Le Roskomnadzor, chien de garde des télécommunications russes, a partagé ses statistiques de contenu censuré. En tout, depuis la loi qui l'autorise à bloquer des pages, l'agence gouvernementale a ciblé plus de 200 000 pages, soit quasiment 150 par jour.

Il y a cinq ans, Vladimir Poutine donnait de nouvelles prérogatives à son Roskomnadzor, chien de garde national des télécommunications, grâce à une loi fédérale lui permettant de bloquer, auprès des FAI, certaines pages considérées comme illicites sur le web.

Depuis, l’agence gouvernementale n’a pas chômé : elle annonce, ce 28 juillet, auprès de l’agence de presse russe Tass, qu’elle a déjà bloqué plus de 275 000 pages web.

275 000 URL bloquées en Russie depuis cinq ans

La plus importante part des pages bloquées — 97 000 — est le fruit d’une décision de justice. Il s’agit de la part la plus représentée en nombre d’URL bloquées, comprenant LinkedIn et Dailymotion par exemple.

Soit des sites qui n’ont pas attrait à la cyber criminalité ou ne présentant pas de danger, mais dont les lois russes ont permis le blocage.
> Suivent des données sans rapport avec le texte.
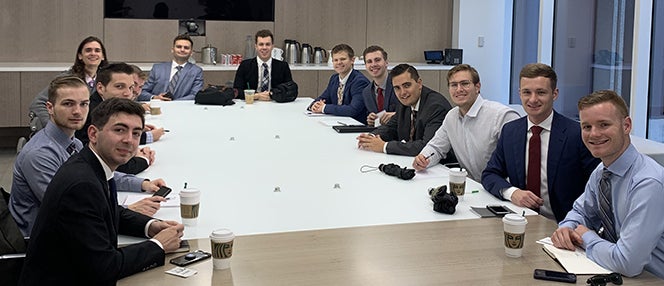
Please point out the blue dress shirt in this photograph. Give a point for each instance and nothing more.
(638, 198)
En seconde position, on trouve les trafics de drogue en ligne avec pas moins de 70 000 URL bloquées. Ensuite, on trouve 43 000 URL bloquées pour les jeux en ligne illégaux, 38 000 pour la pornographie illégale — selon le Roskomnadzor, il s’agirait de pédopornographie. Et, enfin, 25 000 pages pour des contenus liés aux suicides.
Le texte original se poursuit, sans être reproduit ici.